A plasma processing apparatus according to the present embodiment includes a processing chamber disposed inside a vacuum container and having a plasma formed therein, the processing chamber having a cylindrical shape enclosing a space in which plasma is formed in a part thereof, and an inner side wall of the processing chamber is covered with a dielectric cover of a predetermined thickness. In addition, the metal high-frequency electrode in the wafer stage is connected to a first high-frequency power supply used to mainly form a bias potential during processing to attract charged particles in plasma to the wafer surface, and the first high-frequency power is supplied. In addition, a second high-frequency power supply for supplying a second high-frequency power for generating plasma inside the processing chamber is provided.

The plurality of lift pins for lifting and separating the wafer above the upper surface of the wafer stage are at least partially made of a dielectric material, and the lower end of the lift pins are lift pins disposed in a space below the lift pin hole penetrating the substrate of the wafer stage. It is connected to the earth and supported from below. The lift pin holder has a portion (part) made of a conductive member such as a metal facing inside the space under the substrate.

In this embodiment, the part (part) is connected to a variable DC power supply through a predetermined electric resistance value (hereinafter referred to as lift pin lower resistance Rps), and variable direct current so that the potential becomes a predetermined lift pin lower voltage Eps. The power output is regulated. In addition, a bipolar (dipole type) electrostatic chuck to which polarities different from each other are provided is disposed inside the dielectric film disposed on the upper surface of the wafer stage and is provided with a film-shaped electrode for adsorbing a plurality of wafers.

In addition, the values of the plasma-earth withstand voltage Vt and the plasma-ground direct current electrical resistance Rc of the dielectric cover constituting the inner wall surface of the processing chamber are obtained in advance before the start of the processing of the wafer to be processed, the electrode and the electrostatic chuck When the electrical resistance between the wafers is set to the electrostatic chuck resistance Resc, the lift pin lower resistance Rps is adjusted so as to be within the range expressed by the following equation.

100MΩ>Rps>1/{(Vt/((δmax-Vt)×Rc))-(1/Resc)}

Also, at the same time, the second high frequency power is supplied from the second high frequency power supply to form a plasma, and the first high frequency power is supplied from the first high frequency power supply to the wafer stage, and the processing target film layer on the wafer is being processed. , both the average voltage of the anode of the electrostatic chuck electrode (electrostatic chuck average voltage) Eesc and the lift pin lower voltage Eps are adjusted to be the estimated value Vdcs of the self-bias potential of the wafer.

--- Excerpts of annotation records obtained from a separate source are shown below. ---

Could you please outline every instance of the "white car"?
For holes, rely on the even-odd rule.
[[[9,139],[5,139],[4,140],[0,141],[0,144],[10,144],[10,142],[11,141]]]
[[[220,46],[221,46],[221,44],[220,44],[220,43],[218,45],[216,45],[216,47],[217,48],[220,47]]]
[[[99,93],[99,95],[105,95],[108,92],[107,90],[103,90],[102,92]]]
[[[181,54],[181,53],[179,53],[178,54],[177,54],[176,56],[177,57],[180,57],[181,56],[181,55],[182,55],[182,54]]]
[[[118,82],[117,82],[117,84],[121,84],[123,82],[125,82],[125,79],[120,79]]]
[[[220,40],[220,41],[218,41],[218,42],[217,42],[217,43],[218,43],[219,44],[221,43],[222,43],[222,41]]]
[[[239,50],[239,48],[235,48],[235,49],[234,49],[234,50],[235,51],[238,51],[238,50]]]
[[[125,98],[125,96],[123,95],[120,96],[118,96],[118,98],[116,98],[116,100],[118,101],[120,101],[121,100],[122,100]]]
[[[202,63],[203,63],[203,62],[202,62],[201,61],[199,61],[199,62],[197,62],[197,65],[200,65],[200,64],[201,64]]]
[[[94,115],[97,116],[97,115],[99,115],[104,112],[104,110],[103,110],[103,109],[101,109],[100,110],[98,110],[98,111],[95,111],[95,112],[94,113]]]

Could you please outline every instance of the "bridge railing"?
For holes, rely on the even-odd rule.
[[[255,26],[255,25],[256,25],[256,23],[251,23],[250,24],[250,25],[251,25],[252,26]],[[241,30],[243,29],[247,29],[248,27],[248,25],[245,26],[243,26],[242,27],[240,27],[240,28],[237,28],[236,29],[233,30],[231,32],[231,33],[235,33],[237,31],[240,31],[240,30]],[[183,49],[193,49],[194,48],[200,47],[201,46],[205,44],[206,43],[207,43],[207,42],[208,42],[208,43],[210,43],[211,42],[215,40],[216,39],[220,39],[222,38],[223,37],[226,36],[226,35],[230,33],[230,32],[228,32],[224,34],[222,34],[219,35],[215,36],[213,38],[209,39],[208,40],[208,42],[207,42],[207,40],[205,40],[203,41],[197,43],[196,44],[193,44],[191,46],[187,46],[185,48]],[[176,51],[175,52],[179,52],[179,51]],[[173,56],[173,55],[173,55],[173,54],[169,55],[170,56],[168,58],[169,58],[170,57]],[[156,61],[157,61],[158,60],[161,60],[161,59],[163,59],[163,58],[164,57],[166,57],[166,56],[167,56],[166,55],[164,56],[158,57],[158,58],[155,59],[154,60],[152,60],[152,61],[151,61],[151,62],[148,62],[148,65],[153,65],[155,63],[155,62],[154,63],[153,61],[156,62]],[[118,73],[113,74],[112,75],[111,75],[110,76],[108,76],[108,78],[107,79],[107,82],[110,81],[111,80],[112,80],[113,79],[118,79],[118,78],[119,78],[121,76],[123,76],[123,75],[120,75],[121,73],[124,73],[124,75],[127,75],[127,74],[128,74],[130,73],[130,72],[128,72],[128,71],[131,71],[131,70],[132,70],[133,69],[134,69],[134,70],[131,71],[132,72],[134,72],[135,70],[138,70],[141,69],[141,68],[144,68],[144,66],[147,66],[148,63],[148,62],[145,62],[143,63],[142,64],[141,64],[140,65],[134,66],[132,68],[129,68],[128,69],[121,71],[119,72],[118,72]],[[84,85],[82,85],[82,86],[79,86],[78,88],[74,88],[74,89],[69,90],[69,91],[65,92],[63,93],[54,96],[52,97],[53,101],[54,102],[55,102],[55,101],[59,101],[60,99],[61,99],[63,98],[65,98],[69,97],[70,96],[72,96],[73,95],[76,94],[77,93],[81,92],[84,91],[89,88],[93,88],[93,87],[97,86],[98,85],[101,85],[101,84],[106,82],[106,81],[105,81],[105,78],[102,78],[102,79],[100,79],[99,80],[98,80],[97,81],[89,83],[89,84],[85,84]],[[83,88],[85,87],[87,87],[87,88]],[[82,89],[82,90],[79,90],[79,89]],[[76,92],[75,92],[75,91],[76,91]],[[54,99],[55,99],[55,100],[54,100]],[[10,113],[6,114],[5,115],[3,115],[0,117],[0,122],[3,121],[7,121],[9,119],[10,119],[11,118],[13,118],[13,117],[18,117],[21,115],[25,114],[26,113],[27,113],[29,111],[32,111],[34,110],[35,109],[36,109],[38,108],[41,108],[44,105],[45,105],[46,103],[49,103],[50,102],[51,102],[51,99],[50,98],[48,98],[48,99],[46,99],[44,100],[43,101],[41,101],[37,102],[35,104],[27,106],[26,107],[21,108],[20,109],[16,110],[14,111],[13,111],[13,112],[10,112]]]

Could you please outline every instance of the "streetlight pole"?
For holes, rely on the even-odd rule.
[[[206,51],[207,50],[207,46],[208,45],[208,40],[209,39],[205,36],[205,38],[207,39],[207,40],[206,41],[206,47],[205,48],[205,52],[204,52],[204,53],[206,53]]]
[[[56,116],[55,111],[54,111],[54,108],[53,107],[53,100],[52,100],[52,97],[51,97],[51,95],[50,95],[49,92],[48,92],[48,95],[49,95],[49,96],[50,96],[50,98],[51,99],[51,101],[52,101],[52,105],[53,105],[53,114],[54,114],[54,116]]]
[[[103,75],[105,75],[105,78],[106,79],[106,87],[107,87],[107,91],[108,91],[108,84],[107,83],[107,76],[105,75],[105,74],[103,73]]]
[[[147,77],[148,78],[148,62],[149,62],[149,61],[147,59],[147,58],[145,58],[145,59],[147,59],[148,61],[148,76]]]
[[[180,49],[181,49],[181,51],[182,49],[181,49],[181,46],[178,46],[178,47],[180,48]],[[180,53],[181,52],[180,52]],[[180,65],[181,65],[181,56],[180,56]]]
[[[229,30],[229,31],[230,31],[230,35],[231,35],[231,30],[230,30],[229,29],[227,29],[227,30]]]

Here, δmax is the maximum value during processing of the wafer among the potential differences δ estimated when the lift pin lower voltage Eps and the electrostatic chuck average voltage Eesc may differ from the actual wafer self-bias potential Vdc. indicates. The maximum value ?max of the potential difference includes a voltage deviation caused by the precision of the adjustment of the lift pin lower voltage Eps or the electrostatic chuck average voltage Eesc.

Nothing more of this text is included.